Domenica 2 luglio

2Re 4,8-11.14-16; Rm 6,3-4.8-11; Mt 10,37-42

Non c’è antagonismo o sottovalutazione per l’amore al padre e alla madre, al figlio o alla figlia. Eppure trafigge la forza con la quale Gesù chiede che ogni relazione umana sia vissuta in relazione a Lui. Gesù non chiede di “amare di meno”: è il contrario. Solo riferito a Lui ogni legame tra le persone trova fondamento e protezione. Quando Gesù dice che è venuto a portare sulla terra “non la pace, ma la spada” (v.34) si riferisce alla necessità di risanare le ferite della natura umana, i rapporti – compreso quello fra padre e figlio – violenti o falliti. È sotto gli occhi di tutti, spesso vicino o persino dentro la propria famiglia, la sofferenza per la fragilità dei legami affettivi e le fratture dei vincoli d’amore fra uomo e donna. Quello di Gesù è l’invito a convertire le relazioni; nella croce pasquale, di morte e resurrezione, tutto deve rinascere in modo assolutamente nuovo, anche l’amore fra padre e figlio, fra marito e moglie. Il primato richiesto dal Signore è il principio garante di ogni relazione liberata da ogni deviazione idolatrica: solo Dio è Dio.

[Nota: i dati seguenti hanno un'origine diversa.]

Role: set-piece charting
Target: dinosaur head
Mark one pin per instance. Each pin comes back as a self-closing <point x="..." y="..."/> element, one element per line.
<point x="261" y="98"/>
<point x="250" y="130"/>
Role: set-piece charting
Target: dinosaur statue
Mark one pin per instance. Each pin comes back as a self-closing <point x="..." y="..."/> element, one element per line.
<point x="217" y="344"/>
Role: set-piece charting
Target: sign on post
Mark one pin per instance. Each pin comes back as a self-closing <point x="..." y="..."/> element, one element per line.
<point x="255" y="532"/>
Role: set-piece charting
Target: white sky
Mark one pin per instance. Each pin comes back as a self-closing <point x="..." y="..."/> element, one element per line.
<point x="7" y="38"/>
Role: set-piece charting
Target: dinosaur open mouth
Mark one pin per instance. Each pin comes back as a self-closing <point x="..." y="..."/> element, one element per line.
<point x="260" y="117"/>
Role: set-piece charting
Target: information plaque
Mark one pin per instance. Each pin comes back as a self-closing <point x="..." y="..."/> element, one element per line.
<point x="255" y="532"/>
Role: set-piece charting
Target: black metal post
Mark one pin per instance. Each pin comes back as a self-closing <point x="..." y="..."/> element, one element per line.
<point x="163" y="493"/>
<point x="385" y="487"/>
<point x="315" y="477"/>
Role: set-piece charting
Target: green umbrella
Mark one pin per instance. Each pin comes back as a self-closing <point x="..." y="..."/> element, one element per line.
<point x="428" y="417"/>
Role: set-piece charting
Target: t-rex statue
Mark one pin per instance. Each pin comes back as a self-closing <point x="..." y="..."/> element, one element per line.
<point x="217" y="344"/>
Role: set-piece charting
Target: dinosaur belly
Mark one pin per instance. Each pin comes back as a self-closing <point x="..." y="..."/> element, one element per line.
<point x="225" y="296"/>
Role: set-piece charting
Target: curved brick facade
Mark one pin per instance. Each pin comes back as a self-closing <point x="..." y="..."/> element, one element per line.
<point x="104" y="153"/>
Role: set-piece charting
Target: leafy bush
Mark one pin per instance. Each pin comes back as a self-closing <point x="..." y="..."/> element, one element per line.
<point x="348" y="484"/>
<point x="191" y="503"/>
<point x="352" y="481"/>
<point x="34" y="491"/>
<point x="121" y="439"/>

Accettare di portare la croce è condizione per essere discepoli del Signore e per seguirlo sulla stessa strada. Ognuno è prima di tutto seguace di Gesù e la dignità sta proprio nel pedinare il maestro, scappando da ogni paganesimo. Il discepolo degno del maestro è il cristiano che non cammina dietro all’idolo di se stesso o a quello che emerge nel proprio tempo o nella cultura dominante. Meglio perdere una vita del genere e consegnarsi a Lui, spendendo la propria vita per la causa di Gesù. La tripla sottolineatura – “Non è degno di me” – richiama la tripla domanda di Gesù a Pietro se lo ama più di tutti gli altri. Oggi il Vangelo chiede a tutti di amare “di più” il Signore per amare gli altri. Gesù può non essere amato, ma non può essere amato meno di un altro: non sarebbe il Signore (“Amerai il Signore tuo Dio…”).

Ogni cosa ha senso nell’amore, quando Dio è al primo posto: un bicchiere d’acqua come un momento del proprio tempo; se è grande il desiderio di Dio, allora anche il Vangelo è alla nostra portata. E i rapporti fra noi? Se ci si ama dando il primato a Dio, nulla ci può separare.

In questo Vangelo Gesù disegna il profilo del suo apostolo inviato in gratuità e povertà, soprattutto libero di portare la croce, di offrire la propria vita per trovarla piena. E un apostolo così, accettato, porta il volto del maestro. Nell’apostolo è Gesù stesso che viene ricevuto perché l’apostolo compie la stessa opera del Figlio, la salvezza, perché è capace di un amore più grande di qualunque altro affetto.